The natural logarithm, denoted as \( \ln x \), is a logarithm with the base \( e \), where \( e \) is an irrational constant approximately equal to 2.71828. It is extensively used in mathematics due to its natural properties and appearance in various real-world applications. The natural logarithm of a number answers the question: "To what power must \( e \) be raised in order to obtain this number?"

For example, \( \ln(1) = 0 \) because \( e^0 = 1 \). Similarly, \( \ln(e) = 1 \) because \( e^1 = e \). The logarithmic function \( y = \ln x \) is used to transform multiplication into addition, which simplifies complex calculations.

When graphing \( \ln x \), keep in mind:

• The graph passes through the point (1,0) since \( \ln(1) = 0 \).
• It is undefined for \( x \leq 0 \), so the graph is only in the positive \( x \)-direction.
• The function is increasing, meaning it rises as \( x \) increases.

Understanding the properties and behaviors of the natural logarithm aids in solving problems related to exponential growth and decay, among others.

An exponential function is characterized by its constant base raised to a variable exponent.
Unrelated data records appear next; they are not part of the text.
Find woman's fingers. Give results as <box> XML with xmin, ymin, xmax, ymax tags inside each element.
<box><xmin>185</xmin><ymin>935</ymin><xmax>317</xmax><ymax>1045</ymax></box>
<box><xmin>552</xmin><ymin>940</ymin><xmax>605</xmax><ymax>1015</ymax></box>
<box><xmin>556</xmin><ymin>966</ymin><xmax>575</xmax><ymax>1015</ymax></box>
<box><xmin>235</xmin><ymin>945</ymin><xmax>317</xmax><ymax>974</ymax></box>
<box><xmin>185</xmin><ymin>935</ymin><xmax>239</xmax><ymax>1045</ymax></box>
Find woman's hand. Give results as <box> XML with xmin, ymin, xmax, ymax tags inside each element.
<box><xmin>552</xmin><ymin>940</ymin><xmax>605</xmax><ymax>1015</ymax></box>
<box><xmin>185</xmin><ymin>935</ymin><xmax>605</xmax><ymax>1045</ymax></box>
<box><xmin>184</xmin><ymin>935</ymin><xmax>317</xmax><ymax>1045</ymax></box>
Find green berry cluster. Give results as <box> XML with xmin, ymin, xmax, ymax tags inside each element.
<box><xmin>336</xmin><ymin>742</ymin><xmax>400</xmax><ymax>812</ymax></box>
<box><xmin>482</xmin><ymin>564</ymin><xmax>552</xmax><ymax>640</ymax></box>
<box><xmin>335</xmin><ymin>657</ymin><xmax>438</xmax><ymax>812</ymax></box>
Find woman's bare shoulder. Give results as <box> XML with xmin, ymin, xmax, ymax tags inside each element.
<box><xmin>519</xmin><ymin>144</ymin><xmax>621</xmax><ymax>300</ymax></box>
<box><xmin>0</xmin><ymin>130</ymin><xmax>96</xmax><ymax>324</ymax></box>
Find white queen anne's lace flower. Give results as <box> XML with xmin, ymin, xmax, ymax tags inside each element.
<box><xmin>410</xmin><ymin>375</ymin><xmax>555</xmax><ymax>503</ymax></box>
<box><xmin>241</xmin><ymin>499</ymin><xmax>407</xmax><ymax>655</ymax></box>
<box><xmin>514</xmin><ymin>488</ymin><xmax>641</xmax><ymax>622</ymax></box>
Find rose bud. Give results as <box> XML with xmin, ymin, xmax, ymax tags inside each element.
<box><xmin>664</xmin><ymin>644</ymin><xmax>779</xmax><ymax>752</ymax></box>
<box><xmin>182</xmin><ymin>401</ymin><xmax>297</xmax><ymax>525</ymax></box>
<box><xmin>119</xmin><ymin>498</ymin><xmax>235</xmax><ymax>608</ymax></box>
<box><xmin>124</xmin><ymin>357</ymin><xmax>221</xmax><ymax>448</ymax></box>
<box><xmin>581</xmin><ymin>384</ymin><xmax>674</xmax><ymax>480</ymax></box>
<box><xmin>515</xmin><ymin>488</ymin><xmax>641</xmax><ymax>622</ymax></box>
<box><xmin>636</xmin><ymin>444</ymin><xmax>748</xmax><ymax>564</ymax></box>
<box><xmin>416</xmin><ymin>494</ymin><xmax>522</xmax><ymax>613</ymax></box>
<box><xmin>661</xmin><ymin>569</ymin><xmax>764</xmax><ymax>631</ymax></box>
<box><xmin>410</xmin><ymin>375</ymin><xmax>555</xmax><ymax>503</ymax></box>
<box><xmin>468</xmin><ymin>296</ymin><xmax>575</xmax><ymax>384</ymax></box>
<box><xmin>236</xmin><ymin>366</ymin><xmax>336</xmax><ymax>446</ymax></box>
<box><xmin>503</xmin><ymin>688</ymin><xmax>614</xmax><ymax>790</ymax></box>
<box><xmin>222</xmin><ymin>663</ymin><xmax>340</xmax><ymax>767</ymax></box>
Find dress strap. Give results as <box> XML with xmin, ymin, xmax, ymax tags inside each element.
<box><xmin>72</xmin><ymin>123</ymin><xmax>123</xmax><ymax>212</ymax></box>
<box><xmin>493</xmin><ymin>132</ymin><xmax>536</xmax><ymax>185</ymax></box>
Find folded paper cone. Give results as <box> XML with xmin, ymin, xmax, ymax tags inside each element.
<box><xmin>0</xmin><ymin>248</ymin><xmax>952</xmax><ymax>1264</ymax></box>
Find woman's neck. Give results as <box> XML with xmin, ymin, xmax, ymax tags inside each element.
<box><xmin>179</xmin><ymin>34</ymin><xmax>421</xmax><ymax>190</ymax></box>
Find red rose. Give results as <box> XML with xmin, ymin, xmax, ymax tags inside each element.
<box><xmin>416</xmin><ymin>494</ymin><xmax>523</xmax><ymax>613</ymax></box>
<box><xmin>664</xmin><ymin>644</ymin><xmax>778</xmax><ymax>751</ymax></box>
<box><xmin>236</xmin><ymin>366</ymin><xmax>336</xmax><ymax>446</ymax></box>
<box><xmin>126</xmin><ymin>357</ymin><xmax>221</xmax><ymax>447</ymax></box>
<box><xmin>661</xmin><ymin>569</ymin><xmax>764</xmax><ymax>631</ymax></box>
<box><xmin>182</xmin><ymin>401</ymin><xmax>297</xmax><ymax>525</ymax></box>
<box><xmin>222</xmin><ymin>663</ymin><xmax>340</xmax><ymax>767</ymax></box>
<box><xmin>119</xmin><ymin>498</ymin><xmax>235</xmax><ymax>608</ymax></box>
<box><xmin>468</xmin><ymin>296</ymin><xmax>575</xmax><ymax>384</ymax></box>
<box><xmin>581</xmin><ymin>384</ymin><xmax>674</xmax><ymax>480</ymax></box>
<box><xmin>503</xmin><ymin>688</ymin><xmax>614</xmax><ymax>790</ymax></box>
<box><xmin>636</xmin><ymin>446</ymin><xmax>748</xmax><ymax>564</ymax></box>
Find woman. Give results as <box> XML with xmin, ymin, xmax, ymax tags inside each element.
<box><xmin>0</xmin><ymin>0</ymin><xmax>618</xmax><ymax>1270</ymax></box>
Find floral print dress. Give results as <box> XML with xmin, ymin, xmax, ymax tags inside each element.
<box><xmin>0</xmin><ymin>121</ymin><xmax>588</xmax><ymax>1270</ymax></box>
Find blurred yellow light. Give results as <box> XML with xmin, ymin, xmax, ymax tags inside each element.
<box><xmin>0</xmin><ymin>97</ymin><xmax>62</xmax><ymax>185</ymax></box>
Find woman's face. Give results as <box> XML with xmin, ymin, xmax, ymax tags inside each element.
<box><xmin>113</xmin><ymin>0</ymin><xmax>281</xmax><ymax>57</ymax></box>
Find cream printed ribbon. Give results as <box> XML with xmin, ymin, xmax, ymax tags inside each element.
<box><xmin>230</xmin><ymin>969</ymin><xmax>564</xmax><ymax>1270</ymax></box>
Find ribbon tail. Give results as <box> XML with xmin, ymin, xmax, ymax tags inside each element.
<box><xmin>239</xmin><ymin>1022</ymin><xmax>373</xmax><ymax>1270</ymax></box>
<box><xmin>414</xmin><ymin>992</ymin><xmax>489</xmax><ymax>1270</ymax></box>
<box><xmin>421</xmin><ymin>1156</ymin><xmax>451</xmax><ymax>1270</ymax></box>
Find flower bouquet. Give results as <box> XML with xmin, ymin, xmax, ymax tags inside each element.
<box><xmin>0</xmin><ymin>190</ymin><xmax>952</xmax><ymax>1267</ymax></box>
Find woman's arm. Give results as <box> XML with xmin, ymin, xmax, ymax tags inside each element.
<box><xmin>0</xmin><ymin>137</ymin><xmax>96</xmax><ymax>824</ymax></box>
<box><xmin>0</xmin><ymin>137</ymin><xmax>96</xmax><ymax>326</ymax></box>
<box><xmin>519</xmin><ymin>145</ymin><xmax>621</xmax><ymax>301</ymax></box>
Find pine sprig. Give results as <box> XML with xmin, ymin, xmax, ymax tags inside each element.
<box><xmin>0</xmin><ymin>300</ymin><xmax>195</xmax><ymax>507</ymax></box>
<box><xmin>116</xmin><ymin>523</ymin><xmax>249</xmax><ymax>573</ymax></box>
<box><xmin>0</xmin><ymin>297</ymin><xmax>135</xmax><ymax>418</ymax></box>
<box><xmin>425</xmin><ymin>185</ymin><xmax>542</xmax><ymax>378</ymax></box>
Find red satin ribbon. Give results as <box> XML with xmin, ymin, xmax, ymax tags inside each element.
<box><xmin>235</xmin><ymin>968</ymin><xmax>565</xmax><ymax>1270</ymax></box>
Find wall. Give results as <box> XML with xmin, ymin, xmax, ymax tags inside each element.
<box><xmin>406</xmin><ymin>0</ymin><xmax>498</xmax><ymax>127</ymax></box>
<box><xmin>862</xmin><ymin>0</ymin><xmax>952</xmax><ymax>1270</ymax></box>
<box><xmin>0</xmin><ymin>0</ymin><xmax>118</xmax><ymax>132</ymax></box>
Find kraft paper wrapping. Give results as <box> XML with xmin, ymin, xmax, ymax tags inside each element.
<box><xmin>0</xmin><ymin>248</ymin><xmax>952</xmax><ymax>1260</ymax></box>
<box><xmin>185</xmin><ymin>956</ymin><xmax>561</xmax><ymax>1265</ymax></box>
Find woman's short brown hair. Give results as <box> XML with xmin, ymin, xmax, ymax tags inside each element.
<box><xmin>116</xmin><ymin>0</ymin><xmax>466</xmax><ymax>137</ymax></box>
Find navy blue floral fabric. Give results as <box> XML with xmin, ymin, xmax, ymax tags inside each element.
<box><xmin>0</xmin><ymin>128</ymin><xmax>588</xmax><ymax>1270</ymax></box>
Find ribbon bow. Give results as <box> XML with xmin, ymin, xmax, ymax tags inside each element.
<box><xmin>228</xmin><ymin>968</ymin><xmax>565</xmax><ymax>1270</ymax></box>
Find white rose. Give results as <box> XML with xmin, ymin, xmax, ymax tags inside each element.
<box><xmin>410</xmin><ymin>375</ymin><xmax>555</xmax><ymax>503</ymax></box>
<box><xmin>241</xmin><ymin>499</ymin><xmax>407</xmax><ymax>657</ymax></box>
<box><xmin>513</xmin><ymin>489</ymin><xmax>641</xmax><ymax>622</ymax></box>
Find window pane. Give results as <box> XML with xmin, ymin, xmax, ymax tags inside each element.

The standard form of an exponential function is \( f(x) = a^{x} \), where \( a \) is a positive constant. A particularly significant exponential function is \( f(x) = e^x \), which uses the base \( e \), because of its natural occurrence in mathematics and sciences.

The exponential function \( e^x \) is pivotal in understanding decay and growth processes such as population dynamics, radioactive decay, and interest compounding in finance. One outstanding feature of \( e^x \) is its unique property where the rate of growth of the function is proportional to its current value. This means the more there is, the faster it grows.

When graphing \( e^x \), note:

• The graph passes through the point (0,1) since \( e^0 = 1 \).
• The curve is an increasing function that rises steeply as \( x \) increases.
• This function never touches the \( x \)-axis, as it approaches zero asymptotically on the left.

These characteristics make the exponential function crucial for modeling continuous growth phenomena.

Inverse functions "undo" each other. If function \( f \) transforms \( x \) to \( y \), then its inverse \( f^{-1} \) transforms \( y \) back to \( x \). In other words, \( f(f^{-1}(x)) = x \). If \( y = f(x) \) describes a function, \( x = f^{-1}(y) \) describes its inverse.

In the context of exponential and logarithmic functions, \( f(x) = e^x \) and \( f^{-1}(x) = \ln x \) are inverse functions. This means:

• Whatever value \( e^x \) produces, \( \ln \) can take it back to the original number.
• The graph of \( \ln x \) is a reflection of the graph of \( e^x \) over the line \( y=x \).

The geometric relationship between inverse functions is often illustrated by this reflection over the line \( y=x \). This is a helpful concept for visualizing how these functions relate. Inverse functions are essential in solving equations where the variable is in the exponent, enabling us to express the solution in terms of an exponent or a logarithm.